Manage employees’ financial stress with educational sessions. As it stands, 77% of people in the U.S. are already worried about their finances. As Ron Smedley wrote on the Amtec blog, “Informing employees about how to stay afloat in a recession can help them feel less anxious. Consider holding brown-bag lunch training sessions on topics such as reducing credit card debt, making a budget, investing, 401(k) distribution, and living on a retirement income.”

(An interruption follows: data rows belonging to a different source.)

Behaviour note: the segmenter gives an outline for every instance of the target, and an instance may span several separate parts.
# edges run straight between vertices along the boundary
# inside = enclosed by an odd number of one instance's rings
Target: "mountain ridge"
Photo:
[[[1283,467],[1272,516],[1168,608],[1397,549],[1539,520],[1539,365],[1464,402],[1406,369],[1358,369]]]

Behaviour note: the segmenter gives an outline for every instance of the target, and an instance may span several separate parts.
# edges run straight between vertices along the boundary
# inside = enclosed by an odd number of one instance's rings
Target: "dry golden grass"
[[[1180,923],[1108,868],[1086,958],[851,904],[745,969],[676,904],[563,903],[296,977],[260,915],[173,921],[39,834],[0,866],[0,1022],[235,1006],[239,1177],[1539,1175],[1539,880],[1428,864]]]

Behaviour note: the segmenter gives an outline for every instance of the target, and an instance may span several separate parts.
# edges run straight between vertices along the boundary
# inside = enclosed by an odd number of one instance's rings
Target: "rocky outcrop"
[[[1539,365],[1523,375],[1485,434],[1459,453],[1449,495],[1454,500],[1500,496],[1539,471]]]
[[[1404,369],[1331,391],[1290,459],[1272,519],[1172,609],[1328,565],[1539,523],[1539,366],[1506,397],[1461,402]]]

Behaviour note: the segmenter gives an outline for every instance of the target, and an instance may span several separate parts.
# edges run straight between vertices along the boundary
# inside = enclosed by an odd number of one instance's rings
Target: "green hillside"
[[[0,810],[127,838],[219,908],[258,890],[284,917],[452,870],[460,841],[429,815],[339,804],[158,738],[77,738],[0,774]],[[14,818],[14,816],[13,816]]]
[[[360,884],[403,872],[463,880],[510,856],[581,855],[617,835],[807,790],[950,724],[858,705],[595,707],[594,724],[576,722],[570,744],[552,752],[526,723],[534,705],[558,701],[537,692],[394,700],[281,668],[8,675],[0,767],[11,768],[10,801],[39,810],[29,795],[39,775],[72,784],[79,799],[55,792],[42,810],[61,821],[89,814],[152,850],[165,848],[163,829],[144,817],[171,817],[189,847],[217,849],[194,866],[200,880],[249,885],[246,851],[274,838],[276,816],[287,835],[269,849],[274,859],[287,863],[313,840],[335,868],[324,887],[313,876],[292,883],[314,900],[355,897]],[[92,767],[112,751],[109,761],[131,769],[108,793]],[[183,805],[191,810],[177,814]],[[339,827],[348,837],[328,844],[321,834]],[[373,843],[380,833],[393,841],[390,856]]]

Invest in employee training and development. Supporting your peoples' potential and growth (even if the economy isn’t growing!) via training, development, and career progression is a surefire way to unlock their skills and talents — benefits you can reap the rewards of at a time when hiring has slowed down or paused entirely. After all, cutting training and development rather than leaning into it will only lead to stagnancy and a lack of innovation.
Here for tomorrow, today
Knowing that tough economic times may be on the horizon isn’t what any founder wants; building a successful business is hard enough without these added complications and stresses. But by committing to the type of leadership that’s required for the times, communicating with transparency every step of the way, leaning on a knowledgeable board, adjusting your finances appropriately, and maintaining people-first values — you’re putting yourself, your business, and your people in a far better position. And when you’ve endured, think of it as a testament to your resilience.
Before we close out, let’s remember that even during economic turmoil, there are growth opportunities to be clinched. Could your business better serve the customers of companies who are in a weaker position? Could there be the potential for company acquisitions and/or mergers to happen? With pragmatism and intentionality, there’s always the possibility your business won’t just survive, but thrive.